The judge sentenced them to be detained at Her Majesty’s pleasure, with a recommendation that they should be kept in custody for “very, very many years to come”, recommending a minimum term of eight years. Shortly after the trial, Lord Taylor of Gosforth, the Lord Chief Justice, ordered that the two boys should serve a minimum of ten years, which would have made them eligible for release in February 2003 at the age of twenty.
The People Speak for James Bulger
The editors of The Sun newspaper handed a petition bearing nearly 280,000 signatures to Home Secretary Michael Howard, in a bid to increase the time spent by both boys in custody. This campaign was successful, and in July 1994 Howard announced that the boys would be kept in custody for a minimum of fifteen years, meaning that they would not be considered for release until February 2008, by which time they would be twenty-five years of age.

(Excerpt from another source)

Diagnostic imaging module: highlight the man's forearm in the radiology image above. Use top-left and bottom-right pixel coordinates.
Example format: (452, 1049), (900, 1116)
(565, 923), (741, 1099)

Lord Donaldson criticized Howard’s intervention, describing the increased tariff as “institutionalized vengeance … [by] a politician playing to the gallery”. The increased minimum term was overturned in 1997 by the House of Lords, who ruled that it was “unlawful” for the Home Secretary to decide on minimum sentences for offenders aged under 18.
The High Court and European Court of Human Rights have since ruled that, though the parliament may set minimum and maximum terms for individual categories of crime, it is the responsibility of the trial judge, with the benefit of all the evidence and argument from both prosecution and defense counsel, to determine the minimum term in individual criminal cases.
Appeal and Release of the Killers of James Bulger
In 1999, lawyers for Thompson and Jon Venables appealed to the European Court of Human Rights that the boys’ trial had not been impartial, since they were too young to follow proceedings and understand an adult court. The European Court dismissed their claim that the trial was inhuman and degrading treatment, but upheld their claim they were denied a fair hearing by the nature of the court proceedings.
The European Court also held that Michael Howard’s intervention had led to a “highly charged atmosphere”, which resulted in an unfair judgment. On March 15, 1999, the court in Strasbourg ruled by 14 votes to 5 that there had been a violation of Article 6 of the European Convention on Human Rights regarding the fairness of the trial of Thompson and Venables, stating: “The public trial process in an adult court must be regarded in the case of an 11-year-old child as a severely intimidating procedure”.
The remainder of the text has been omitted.